Tão diversos, portanto, aqueles dois homens, com vidas tão distantes e tão distintas e, no entanto, haveriam de unir-se nos mesmos ideais, forjando fecundos laços, em que a amizade seria não mais que latência, qual leito de rio, percorrido por frondosas águas e se alarga aos percursos da corrente, sem do leito se procurar saber, assim, também, a amizade daqueles dois homens que, estando presente, a envolver suas vidas, dela não se davam conta, tão tomados estavam, um e outro, pelo desígnio maior de dar corpo e gesta aos nobres ideais da Revolução de Abril, a que dedicavam toda energia, não havendo lugar a outras vivências, cálidas que fossem, a não ser a generosa entrega à causa da emancipação do Povo do Concelho, estimulando e apoiando participação das populações resolução dos seus problemas concretos e na afirmação dos seus direitos e, nesse desígnio revolucionário “tirar o fascismo da cabeça das pessoas”, bem sabendo, um e outro, o proletário José Augusto Esquerdino e o intelectual Manuel Maria, quão limitadas as suas forças e frágeis as suas capacidades, perante a magnitude da tarefa, se não fossem escoradas na vontade colectiva, “aprendendo, aprendendo sempre” , como se a voz do poeta, fosse palavra de ordem
(…)
“Pra aqueles cujo tempo chegou
Nunca é tarde de mais!
Aprende o abc, não chega, mas
Aprende-o!
E não te enfades!
Começa! Tens de saber tudo!
Tens de tomar a chefia!”

É pois exigência de entendimento e da ordem das coisas narradas que se persigam os fios desatados para que se possam desvendar finalmente os laços e veios e, para além deles e do acaso de suas vidas, podem determinar seu carácter e unir homens tão diversos, em diversas pontas do tempo, como sejam José Augusto Esquerdino e Manuel Maria e que fatais razões do destino ou determinação da escrita poderão levar a que estes dois homens vão entroncar, como em águas matriciais, naquele local ignorado, algures em Terras do Demo.

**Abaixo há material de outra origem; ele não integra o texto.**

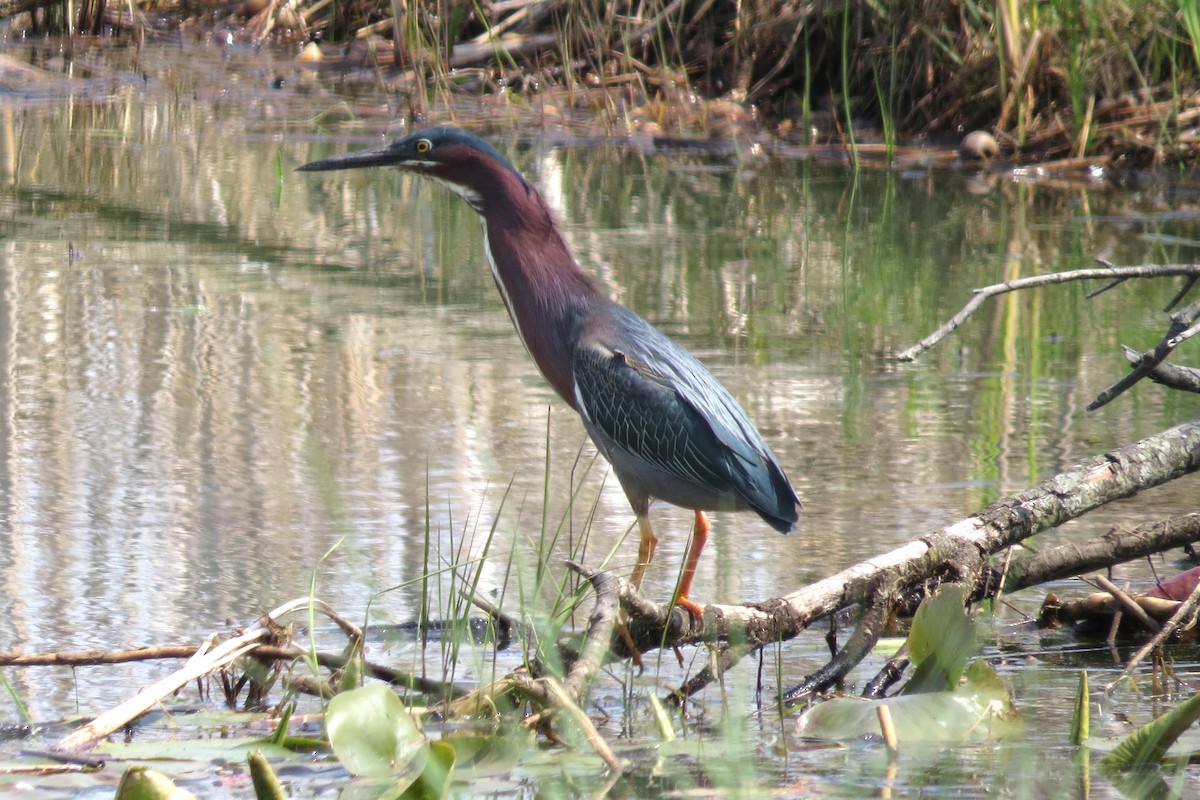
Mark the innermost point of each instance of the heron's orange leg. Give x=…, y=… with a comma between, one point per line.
x=645, y=551
x=699, y=536
x=645, y=554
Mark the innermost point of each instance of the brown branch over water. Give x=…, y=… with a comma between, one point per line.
x=1053, y=278
x=958, y=552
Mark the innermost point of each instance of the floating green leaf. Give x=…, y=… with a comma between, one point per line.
x=1147, y=745
x=144, y=783
x=371, y=731
x=267, y=785
x=941, y=641
x=1080, y=721
x=979, y=710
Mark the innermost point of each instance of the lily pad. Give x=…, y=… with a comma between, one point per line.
x=371, y=731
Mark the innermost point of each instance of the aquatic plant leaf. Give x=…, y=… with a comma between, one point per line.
x=1081, y=720
x=144, y=783
x=267, y=783
x=978, y=710
x=941, y=641
x=1147, y=745
x=371, y=731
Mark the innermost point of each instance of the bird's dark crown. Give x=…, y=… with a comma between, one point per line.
x=430, y=151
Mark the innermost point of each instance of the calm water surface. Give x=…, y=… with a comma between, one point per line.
x=223, y=380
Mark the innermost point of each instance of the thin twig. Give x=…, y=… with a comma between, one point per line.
x=1186, y=611
x=1128, y=603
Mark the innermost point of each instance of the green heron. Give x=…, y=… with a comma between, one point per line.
x=667, y=427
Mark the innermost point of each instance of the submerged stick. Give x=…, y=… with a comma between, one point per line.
x=199, y=665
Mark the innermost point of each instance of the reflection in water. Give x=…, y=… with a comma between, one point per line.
x=250, y=376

E, nesta servidão da escrita, como escravo agarrado ao remo, e barco a rodopiar, entregue à força das correntes, sem contudo perder o rumo, teimando agora o escrevente em galgar o espaço e tempo, em larga passada, bem maior que a perna, extrair da oculta vibração das coisas e do (dis)curso dos acontecimentos matriciais, a matéria ígnea e as diversas linhas com que cozem ou se descosem os personagens.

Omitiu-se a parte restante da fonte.